LLVM Expertise

MulticoreWare has leading expertise in the LLVM compiler infrastructure.  Our LLVM team is located by the University of Illinois at Urbana-Champaign, where the LLVM project began in 2000.  Our researchers work with professors and graduate students at the University of Illinois to develop and maintain various projects to create LLVM back-ends, front-ends, and other infrastructure.

Sample Projects

HCC: C++ AMP for Linux

The Heterogeneous Compute Compiler (HCC) was originally developed by MulticoreWare, AMD, and Microsoft as a C++ AMP to OpenCL compiler.  Written using LLVM, it is the first compiler to enable C++ AMP on Linux and OS X across a range of hardware accelerators such as GPUs and DSPs.

Custom MC Assembler

Custom machine code assemblers allow LLVM to directly target unique and custom hardware architectures.  MulticoreWare works with vendors to design custom assemblers that enable LLVM support on their unique architectures.


MulticoreWare’s MxPA technology provides an OpenCL 1.2 stack based on Clang and LLVM.  This allows a higher-level language frontend to take advantage of hardware acceleration across various GPU, mobile, and server architectures.


A back-end with target specific optimizations are necessary to extract performance from your code.
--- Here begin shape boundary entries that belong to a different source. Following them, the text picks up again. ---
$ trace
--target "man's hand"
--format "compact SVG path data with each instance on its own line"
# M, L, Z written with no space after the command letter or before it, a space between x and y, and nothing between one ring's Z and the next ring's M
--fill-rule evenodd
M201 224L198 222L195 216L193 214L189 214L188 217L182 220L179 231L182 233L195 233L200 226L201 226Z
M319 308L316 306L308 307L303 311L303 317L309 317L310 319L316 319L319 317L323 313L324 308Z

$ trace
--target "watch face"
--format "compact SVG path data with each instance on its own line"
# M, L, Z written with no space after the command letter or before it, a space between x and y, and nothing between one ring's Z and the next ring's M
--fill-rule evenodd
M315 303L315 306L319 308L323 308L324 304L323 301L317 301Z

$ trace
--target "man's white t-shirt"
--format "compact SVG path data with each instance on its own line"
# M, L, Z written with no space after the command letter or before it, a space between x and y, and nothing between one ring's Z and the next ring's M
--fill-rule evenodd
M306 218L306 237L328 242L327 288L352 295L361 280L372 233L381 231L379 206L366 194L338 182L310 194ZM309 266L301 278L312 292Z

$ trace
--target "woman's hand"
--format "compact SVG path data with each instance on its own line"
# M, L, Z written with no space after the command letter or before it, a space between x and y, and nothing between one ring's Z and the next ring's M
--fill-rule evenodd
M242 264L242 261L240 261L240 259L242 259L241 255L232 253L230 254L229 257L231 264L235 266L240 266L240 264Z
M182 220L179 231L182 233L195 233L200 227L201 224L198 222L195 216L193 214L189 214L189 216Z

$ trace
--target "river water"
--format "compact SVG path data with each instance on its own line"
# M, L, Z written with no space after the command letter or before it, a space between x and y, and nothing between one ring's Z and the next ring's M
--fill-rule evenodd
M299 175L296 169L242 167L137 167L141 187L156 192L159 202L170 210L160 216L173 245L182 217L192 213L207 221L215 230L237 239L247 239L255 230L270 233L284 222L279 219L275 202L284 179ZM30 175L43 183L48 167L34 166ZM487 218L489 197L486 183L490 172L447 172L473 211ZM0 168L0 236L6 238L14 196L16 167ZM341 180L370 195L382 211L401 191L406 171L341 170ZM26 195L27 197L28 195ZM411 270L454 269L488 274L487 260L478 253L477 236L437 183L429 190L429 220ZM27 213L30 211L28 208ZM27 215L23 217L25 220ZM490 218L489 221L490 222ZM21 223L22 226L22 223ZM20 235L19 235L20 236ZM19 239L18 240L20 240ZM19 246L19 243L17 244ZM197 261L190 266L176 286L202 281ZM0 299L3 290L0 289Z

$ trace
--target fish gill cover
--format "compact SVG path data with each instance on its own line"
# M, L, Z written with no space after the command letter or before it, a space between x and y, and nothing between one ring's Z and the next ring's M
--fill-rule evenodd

MxPA technology consolidates our expertise in loop transformations, vectorization, and novel memory optimizations for architectures with unique memory hierarchy such as DSPs.

Heterogeneous Compute Compiler (HCC)

The Heterogeneous Compute Compiler (HCC) project is open-source and developed and maintained by MulticoreWare for the HSA Foundation. HCC relies heavily on the LLVM compiler infrastructure and implements a front-end that accepts C++ AMP, C++17 Parallel STL, and OpenMP.  HCC outputs HSAIL for HSA-enabled devices, or a SPIR binary and OpenCL-C for OpenCL-enabled devices.

HCC is an integral part of the GPUOpen and Boltzmann initiatives by AMD.
C++AMP and its HSA Extensions are supported by HCC.
OpenMP 3.1/4.0 are supported in HCC for the CPU. Accelerator offloading for OpenMP 4.x is coming soon.
HCC can output HSAIL, OpenCL-C, or a SPIR binary.

HSA Foundation

Heterogeneous System Architecture

The HSA Foundation is a consortium of companies that are building a heterogeneous compute software ecosystem based on open-source, royalty-free standards.  HSA hardware provides a shared memory space that, together with HSA-enabled software, can simplify heterogeneous programming and eliminate much of the overhead of using multiple architectures simultaneously.


MulticoreWare has been a supporting member of the HSA Foundation since 2012 and has developed the HSAIL (HSA Intermediate Language) simulator to enable consortium members to test their HSA implementations and the Heterogeneous Compute Compiler (HCC) to compile C++ AMP, C++17 Parallel STL, and OpenMP to HSAIL.

Tools & Technologies

MulticoreWare has a large portfolio of compiler tools and technologies to profile & improve performance, enable new functionality and provide custom solutions for any hardware platform.

Multicore Cross Platform Architecture (MxPA)

MxPA (Multicore Cross Platform Architecture) is a licensable base of IP to enable the implementation of accelerator languages on new platforms.  Designed with LLVM, MxPA provides the infrastructure necessary to support OpenCL, CUDA, Renderscript, or any custom accelerator language on a target platform.
MxPA can also provide a functional OpenCL backend if no OpenCL driver is available on a platform, to enable end-to-end OpenCL support.  MulticoreWare can integrate the entirety of MxPA or partial features into your platform’s compiler and runtime.
Key Features
  • LLVM Front-end support for OpenCL, Renderscript, CUDA, and more.
  • Provides complete OpenCL kernel translation and runtime.
  • Automatically adjust thread parallelism granularity for a target platform.
  • Automatically perform DMA transfer and kernel fusion.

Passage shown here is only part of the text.